To be fair, it had already started happening much before AI came when programmer roles started getting commoditized into “Python coder”, “PHP scripter”, “dotnet developer”, etc. Though these exact phrases weren’t used in job descriptions, this is how recruiters and clients started referring programmers as such.
But LLMs took it a notch even further, coders have started morphing into LLM prompters today, that is primarily how software is getting produced. They still must baby sit these LLMs presently, reviewing and testing the code thoroughly before pushing it to the repo for CI/CD. A few more years and even that may not be needed as the more enhanced LLM capabilities like “reasoning”, “context determination”, “illumination”, etc. (maybe even “engineering”!) would have become part of gpt-9 or whatever hottest flavor of LLM be at that time.
The problem is that even though the end result would be a very robust running program that reeks of creativity, there won’t be any human creativity in that.
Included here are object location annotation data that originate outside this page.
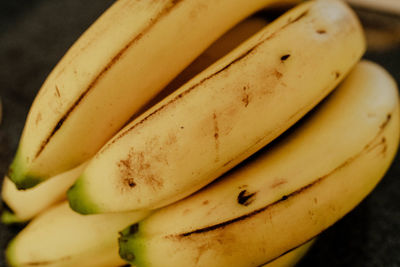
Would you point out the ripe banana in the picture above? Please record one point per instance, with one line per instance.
(287, 194)
(125, 58)
(23, 205)
(291, 258)
(61, 237)
(226, 113)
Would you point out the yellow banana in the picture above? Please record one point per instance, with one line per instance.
(288, 194)
(292, 257)
(224, 114)
(61, 237)
(128, 55)
(23, 205)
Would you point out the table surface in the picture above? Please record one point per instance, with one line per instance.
(34, 34)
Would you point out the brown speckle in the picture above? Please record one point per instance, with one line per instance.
(385, 123)
(278, 183)
(216, 135)
(285, 57)
(136, 169)
(245, 98)
(278, 74)
(57, 92)
(130, 182)
(245, 198)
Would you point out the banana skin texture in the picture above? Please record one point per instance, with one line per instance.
(286, 195)
(119, 64)
(224, 114)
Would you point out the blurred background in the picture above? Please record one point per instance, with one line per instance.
(34, 35)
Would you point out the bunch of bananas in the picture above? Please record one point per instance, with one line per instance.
(241, 160)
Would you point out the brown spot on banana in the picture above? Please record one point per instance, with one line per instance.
(245, 97)
(216, 136)
(278, 183)
(245, 198)
(101, 74)
(366, 149)
(195, 86)
(135, 169)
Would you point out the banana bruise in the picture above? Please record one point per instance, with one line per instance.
(123, 60)
(224, 114)
(286, 195)
(23, 205)
(60, 237)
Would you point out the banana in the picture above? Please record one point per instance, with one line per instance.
(23, 205)
(292, 257)
(226, 113)
(62, 237)
(286, 195)
(128, 55)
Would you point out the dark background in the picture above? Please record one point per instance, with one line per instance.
(34, 34)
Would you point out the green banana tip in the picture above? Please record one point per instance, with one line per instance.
(18, 174)
(79, 201)
(129, 247)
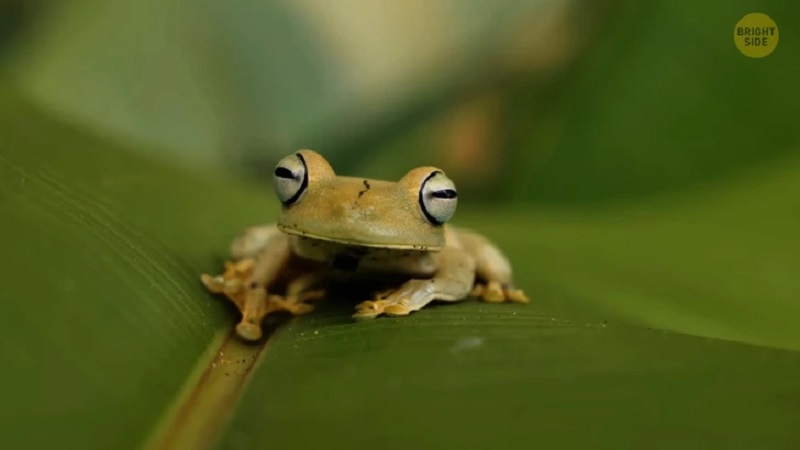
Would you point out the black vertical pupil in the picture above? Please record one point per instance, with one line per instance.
(283, 172)
(444, 193)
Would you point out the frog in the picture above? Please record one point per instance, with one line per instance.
(336, 228)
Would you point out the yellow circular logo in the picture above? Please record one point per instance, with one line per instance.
(756, 35)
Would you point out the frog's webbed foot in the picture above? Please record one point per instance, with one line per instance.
(496, 292)
(411, 296)
(253, 300)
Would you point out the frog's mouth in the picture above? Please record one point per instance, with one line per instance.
(357, 243)
(346, 262)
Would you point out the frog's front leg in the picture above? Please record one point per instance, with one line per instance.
(264, 258)
(492, 272)
(452, 282)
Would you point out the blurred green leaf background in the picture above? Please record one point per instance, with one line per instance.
(641, 173)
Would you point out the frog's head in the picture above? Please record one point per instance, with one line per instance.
(318, 204)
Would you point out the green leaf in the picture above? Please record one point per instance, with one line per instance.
(103, 316)
(569, 370)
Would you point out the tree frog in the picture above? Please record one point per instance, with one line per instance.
(338, 228)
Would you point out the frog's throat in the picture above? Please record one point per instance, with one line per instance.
(305, 234)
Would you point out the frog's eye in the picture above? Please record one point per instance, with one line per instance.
(438, 198)
(290, 178)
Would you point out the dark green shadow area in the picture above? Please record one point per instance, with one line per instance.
(103, 315)
(508, 377)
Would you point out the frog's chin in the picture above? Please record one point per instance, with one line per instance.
(358, 243)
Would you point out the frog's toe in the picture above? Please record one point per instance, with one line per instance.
(517, 296)
(248, 331)
(492, 292)
(370, 309)
(495, 292)
(397, 310)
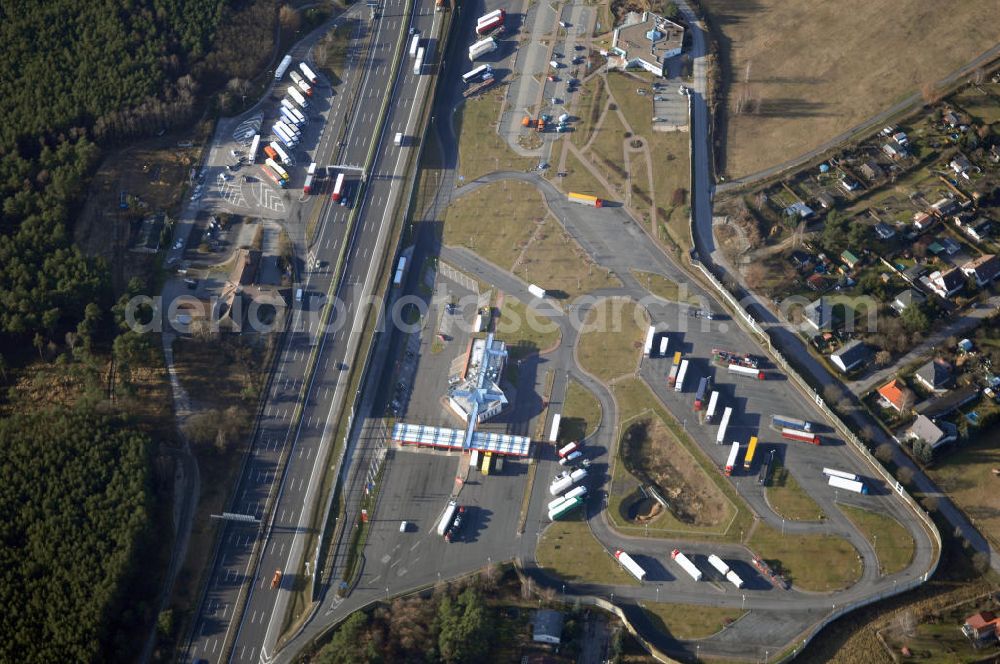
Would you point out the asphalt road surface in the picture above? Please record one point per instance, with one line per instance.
(295, 491)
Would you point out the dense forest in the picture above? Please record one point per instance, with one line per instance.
(80, 79)
(447, 628)
(77, 74)
(75, 499)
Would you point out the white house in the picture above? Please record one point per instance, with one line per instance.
(647, 41)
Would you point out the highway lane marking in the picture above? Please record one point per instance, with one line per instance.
(281, 599)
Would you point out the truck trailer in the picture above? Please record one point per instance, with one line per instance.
(338, 188)
(713, 402)
(564, 508)
(751, 450)
(750, 372)
(681, 375)
(282, 155)
(734, 455)
(648, 347)
(686, 564)
(308, 73)
(704, 385)
(254, 147)
(840, 473)
(554, 429)
(584, 199)
(630, 565)
(566, 450)
(849, 485)
(795, 434)
(297, 97)
(562, 483)
(674, 368)
(282, 67)
(490, 25)
(490, 15)
(785, 422)
(449, 513)
(719, 564)
(474, 90)
(723, 424)
(418, 63)
(282, 173)
(481, 48)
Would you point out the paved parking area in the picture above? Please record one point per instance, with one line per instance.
(670, 108)
(429, 362)
(416, 488)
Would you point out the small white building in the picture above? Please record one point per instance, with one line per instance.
(480, 393)
(646, 41)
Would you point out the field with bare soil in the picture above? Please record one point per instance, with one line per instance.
(801, 72)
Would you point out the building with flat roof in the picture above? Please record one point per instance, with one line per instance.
(647, 41)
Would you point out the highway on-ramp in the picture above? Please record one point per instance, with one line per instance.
(282, 467)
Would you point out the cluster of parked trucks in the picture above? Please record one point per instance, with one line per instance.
(287, 129)
(489, 26)
(566, 485)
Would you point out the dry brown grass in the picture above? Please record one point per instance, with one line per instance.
(966, 476)
(610, 342)
(515, 208)
(557, 263)
(820, 68)
(480, 148)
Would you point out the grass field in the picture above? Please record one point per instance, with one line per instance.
(606, 152)
(580, 180)
(660, 286)
(523, 330)
(966, 475)
(818, 563)
(556, 262)
(611, 340)
(591, 101)
(789, 500)
(670, 157)
(480, 148)
(581, 413)
(635, 401)
(569, 549)
(817, 69)
(516, 209)
(690, 621)
(671, 179)
(892, 542)
(637, 109)
(981, 106)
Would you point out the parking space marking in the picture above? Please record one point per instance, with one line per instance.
(267, 198)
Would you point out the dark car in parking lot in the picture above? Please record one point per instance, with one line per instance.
(455, 529)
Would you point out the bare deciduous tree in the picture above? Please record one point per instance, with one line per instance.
(290, 18)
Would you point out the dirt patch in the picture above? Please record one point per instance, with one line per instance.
(131, 186)
(648, 456)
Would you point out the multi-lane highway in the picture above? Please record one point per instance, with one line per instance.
(284, 466)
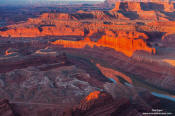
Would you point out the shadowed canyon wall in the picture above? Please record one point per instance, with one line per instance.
(125, 45)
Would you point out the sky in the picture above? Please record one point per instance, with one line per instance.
(25, 2)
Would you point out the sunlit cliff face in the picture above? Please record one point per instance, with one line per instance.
(124, 45)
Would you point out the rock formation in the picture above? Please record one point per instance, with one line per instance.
(126, 44)
(5, 108)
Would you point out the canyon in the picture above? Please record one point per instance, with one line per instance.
(113, 58)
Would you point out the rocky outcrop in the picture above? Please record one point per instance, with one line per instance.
(106, 105)
(5, 108)
(122, 43)
(138, 6)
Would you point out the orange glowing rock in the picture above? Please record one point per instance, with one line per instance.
(122, 43)
(93, 95)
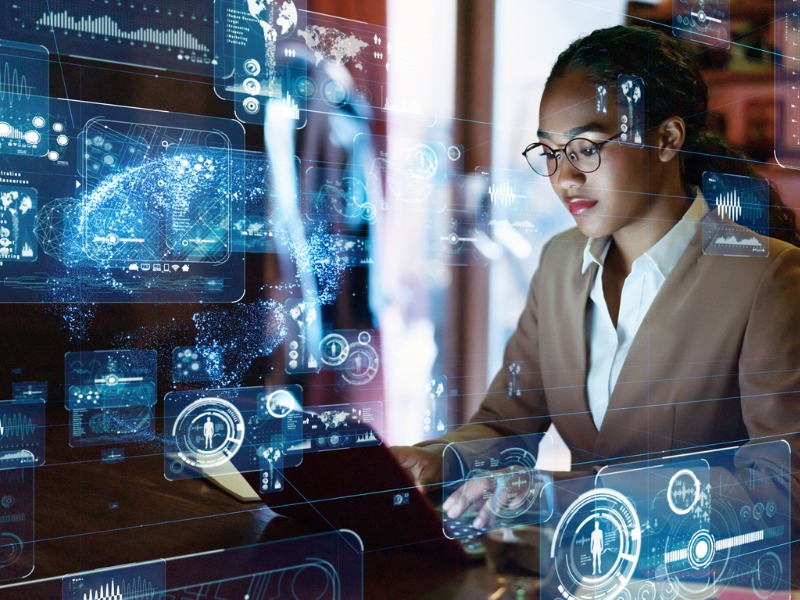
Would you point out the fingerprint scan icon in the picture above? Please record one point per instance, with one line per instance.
(252, 67)
(251, 106)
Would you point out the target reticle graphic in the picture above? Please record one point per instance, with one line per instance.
(362, 362)
(280, 403)
(591, 565)
(334, 349)
(516, 486)
(208, 432)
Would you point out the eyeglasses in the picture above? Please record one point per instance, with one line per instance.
(582, 154)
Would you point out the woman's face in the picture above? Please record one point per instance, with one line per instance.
(628, 189)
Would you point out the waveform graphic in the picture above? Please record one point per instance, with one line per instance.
(17, 425)
(139, 589)
(732, 240)
(503, 194)
(729, 204)
(13, 86)
(106, 26)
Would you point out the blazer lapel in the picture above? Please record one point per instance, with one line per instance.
(573, 335)
(633, 409)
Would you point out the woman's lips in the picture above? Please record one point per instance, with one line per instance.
(579, 206)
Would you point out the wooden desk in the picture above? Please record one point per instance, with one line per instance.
(91, 515)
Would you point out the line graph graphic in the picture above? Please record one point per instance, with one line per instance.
(13, 85)
(24, 105)
(22, 429)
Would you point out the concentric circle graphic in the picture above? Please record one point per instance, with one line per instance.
(596, 545)
(208, 432)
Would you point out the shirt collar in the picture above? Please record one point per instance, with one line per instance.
(666, 252)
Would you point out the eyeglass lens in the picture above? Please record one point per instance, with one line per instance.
(583, 154)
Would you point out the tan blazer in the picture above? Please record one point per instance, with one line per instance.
(716, 361)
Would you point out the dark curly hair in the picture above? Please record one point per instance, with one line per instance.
(674, 86)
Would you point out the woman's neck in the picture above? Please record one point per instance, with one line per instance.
(630, 243)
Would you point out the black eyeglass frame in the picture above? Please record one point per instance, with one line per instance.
(563, 150)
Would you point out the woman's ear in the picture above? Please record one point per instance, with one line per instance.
(671, 137)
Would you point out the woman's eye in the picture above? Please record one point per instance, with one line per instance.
(549, 155)
(589, 151)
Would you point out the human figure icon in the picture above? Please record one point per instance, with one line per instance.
(596, 547)
(208, 432)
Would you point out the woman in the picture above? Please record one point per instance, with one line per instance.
(635, 339)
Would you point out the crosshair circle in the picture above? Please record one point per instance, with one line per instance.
(208, 432)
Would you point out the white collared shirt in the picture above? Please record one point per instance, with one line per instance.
(609, 346)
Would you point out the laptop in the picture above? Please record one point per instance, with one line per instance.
(365, 490)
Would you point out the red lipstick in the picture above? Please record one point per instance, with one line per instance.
(579, 206)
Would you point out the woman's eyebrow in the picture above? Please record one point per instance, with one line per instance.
(575, 131)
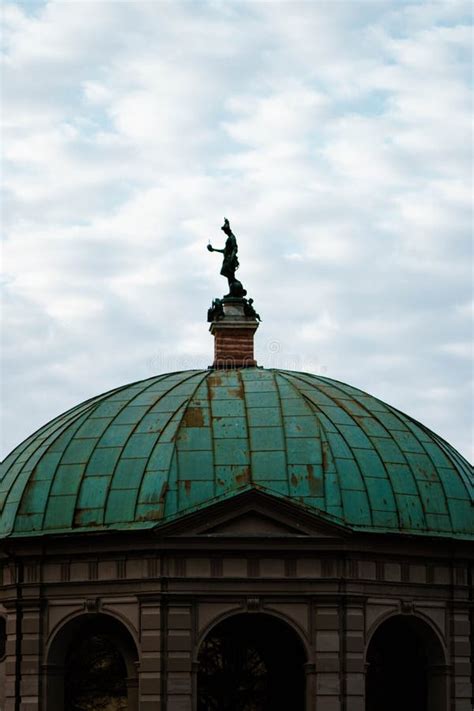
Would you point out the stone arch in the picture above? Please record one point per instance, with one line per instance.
(406, 658)
(240, 647)
(79, 626)
(239, 611)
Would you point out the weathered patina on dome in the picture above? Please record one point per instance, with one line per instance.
(153, 450)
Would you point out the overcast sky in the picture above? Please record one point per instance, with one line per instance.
(334, 135)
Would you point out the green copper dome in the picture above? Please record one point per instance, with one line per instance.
(153, 450)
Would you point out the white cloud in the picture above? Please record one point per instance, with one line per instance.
(333, 135)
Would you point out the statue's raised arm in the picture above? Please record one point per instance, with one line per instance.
(230, 263)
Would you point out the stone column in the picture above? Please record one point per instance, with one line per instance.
(11, 657)
(354, 683)
(310, 679)
(328, 648)
(460, 658)
(30, 666)
(179, 658)
(150, 670)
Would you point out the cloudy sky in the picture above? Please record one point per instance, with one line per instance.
(333, 134)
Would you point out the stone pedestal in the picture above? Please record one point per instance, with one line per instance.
(233, 335)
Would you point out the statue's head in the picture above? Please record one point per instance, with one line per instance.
(226, 226)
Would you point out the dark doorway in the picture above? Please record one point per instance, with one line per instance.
(92, 666)
(95, 675)
(251, 662)
(400, 659)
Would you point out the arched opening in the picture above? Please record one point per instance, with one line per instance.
(251, 662)
(406, 668)
(92, 667)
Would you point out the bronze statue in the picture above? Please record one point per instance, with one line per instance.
(216, 311)
(230, 263)
(249, 310)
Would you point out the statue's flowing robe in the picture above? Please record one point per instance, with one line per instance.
(230, 263)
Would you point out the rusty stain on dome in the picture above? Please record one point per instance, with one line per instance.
(160, 448)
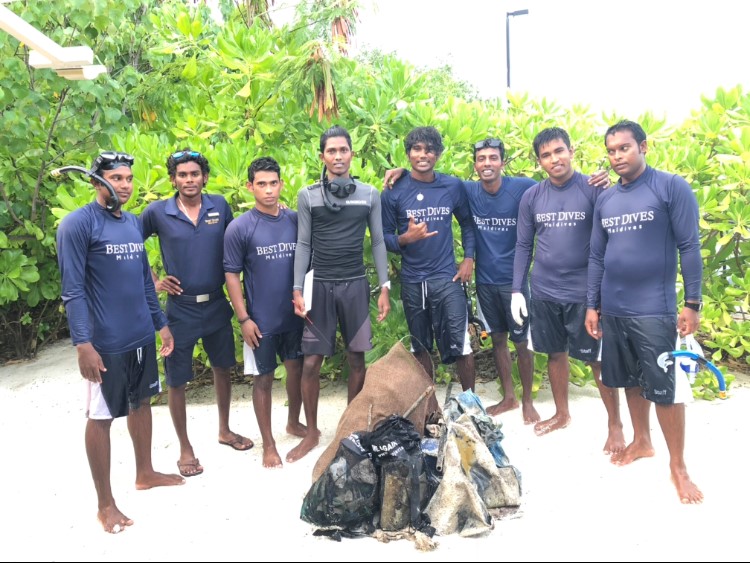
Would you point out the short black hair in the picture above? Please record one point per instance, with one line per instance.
(427, 135)
(186, 155)
(490, 143)
(262, 164)
(548, 135)
(334, 131)
(626, 125)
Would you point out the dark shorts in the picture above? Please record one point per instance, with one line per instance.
(262, 360)
(210, 322)
(493, 308)
(436, 310)
(630, 355)
(338, 303)
(131, 377)
(561, 327)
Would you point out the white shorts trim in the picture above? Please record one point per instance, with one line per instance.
(96, 407)
(250, 368)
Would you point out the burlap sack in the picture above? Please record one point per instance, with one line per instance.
(392, 385)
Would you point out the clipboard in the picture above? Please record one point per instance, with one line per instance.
(307, 290)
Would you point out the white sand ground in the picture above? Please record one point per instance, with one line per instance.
(577, 506)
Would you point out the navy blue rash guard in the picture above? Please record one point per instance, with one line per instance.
(560, 219)
(261, 247)
(638, 230)
(435, 203)
(495, 217)
(191, 253)
(107, 287)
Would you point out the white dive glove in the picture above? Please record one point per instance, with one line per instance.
(518, 307)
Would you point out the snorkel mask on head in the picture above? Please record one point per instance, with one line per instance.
(108, 160)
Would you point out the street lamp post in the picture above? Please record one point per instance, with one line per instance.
(509, 15)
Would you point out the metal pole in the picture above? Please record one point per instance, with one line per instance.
(507, 48)
(508, 15)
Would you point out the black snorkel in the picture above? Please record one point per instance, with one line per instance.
(112, 203)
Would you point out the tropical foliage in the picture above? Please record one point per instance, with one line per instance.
(241, 87)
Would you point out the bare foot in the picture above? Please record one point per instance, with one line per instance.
(271, 457)
(632, 452)
(189, 467)
(112, 520)
(557, 422)
(507, 404)
(530, 416)
(615, 441)
(304, 447)
(688, 491)
(296, 429)
(154, 479)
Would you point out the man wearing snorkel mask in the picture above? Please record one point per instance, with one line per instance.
(113, 313)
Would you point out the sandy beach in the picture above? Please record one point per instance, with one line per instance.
(576, 506)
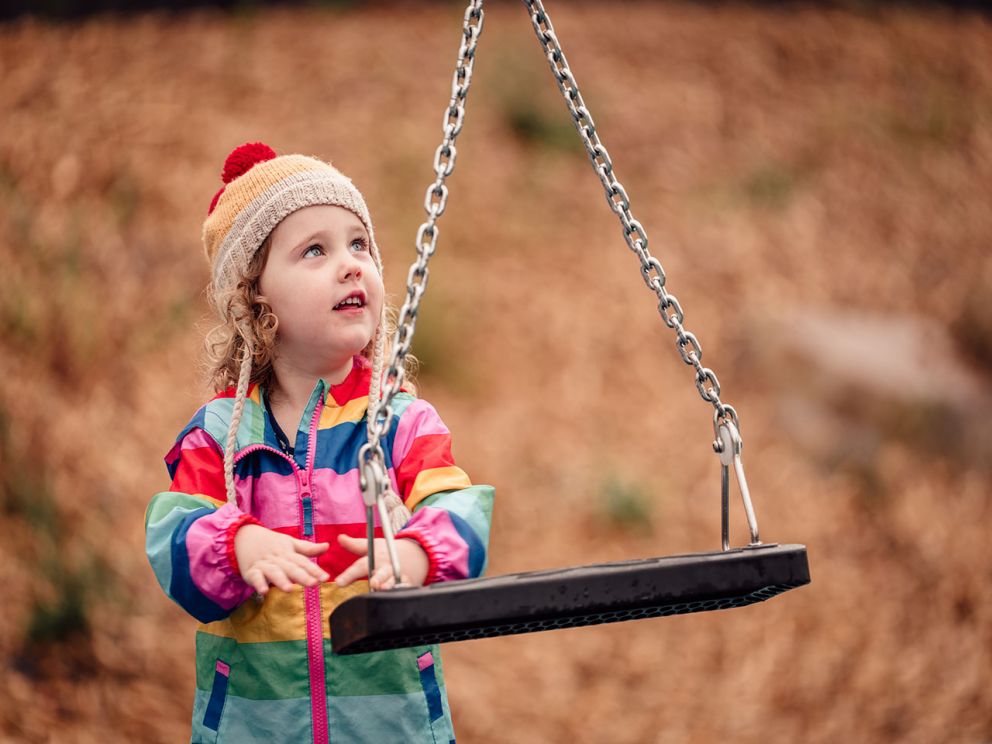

The phrase dismal science was first used in reference to economics by medieval scholars like Thomas Carlyle. We can only guess their motivations for using that term but maybe people of that time thought that economics was somehow taking away the life force from society of humans, much similar to the way many feel about AI/LLM today?
Now I understand the need for putting food on the table. To survive this cut throat IT job market, we must adapt to changing trends and technologies and that includes getting skilled with LLM. Nonetheless, I can’t help but get a very dismal feeling about this new way of software development, don’t you?
I think we are talking about 2 different things. Coding an entire app or deliver code snippets only.
Coding an entire app? I have tested AI coding for a small app and seen the result. Thousands lines of code that I never could maintain. My feelings is the same as asking a three years old child to drive my car - similar to hand over the app coding to AI. I have no fear that this will replace me or many others in the near future. (What I have seen so far)
Code Snippets? Yes, they are good code buddies and are really helpful. Will this replace any coders? Of course. You as developer can code faster and deliver more will reduce the need for new colleagues.
This would be true if, and only if, you actually let the AI do all the work for you and dont actually USE the code it generates yourself.
If you start getting into the habit of sending the requirements in, getting the output, and blindly using it, you will be one of those things. And what you output will be worse, because you wont be able to maintain it.
It has started happening in many companies. For example, the Anthropic CEO recently said that AI will be writing 90% of their code in a matter of just 3-4 months. Similarly, the Github CEO has also said that 80% of their code will be written by AI.
Yes the management would love to see the AI replacing expansive employees. But it’s the same what happens to one of my projects now. It has moved from EMEA to International now. I maintained and developed the tool for over 10 years now and I am one of maximum 3 in the whole company who knows the workflow processes of the daily work it is used for behind this. International now means it’s a good idea to save money and no longer hire me but replace me with an Indian team of one scrum master, one data analyst and two programmers, which have no idea what the software is good for, or what the enduser is doing with it.
I have been programming for more than half a century. I know that computer software has gotten really complicated.
This post sounds more like a rant than a real question. There are multiple issues.
People are constantly creating new words and phrases for old things.
First, the term LLM is a term that is morphing. I asked AI questions related to the definition of AI and it used the term LLM in a more general manner than I thought it was and I said I was confused and it admitted it was not using the term properly. The true definition of a LLM is a type of natural language system, nothing more. For this context let us say AI instead of LLM.
AI is a portion of what you are talking about but not all of it.
Repositories and CI/CD are another subject in addition to the previous two. In the past there were source change control systems, deployment (promotion) systems and other things. Systems like Git have combined multiple things into one system that developers are familiar with.
There is often no need for creativity in many things developers do. We could say that AI gives developers the freedom to be creative when needed or when possible without the need to spend time on the mundane.
Yeah, I get that. It used to feel like art — experimenting, building things from scratch, and learning along the way. Now it’s starting to feel more formulaic, like we’re just optimizing processes instead of creating something meaningful.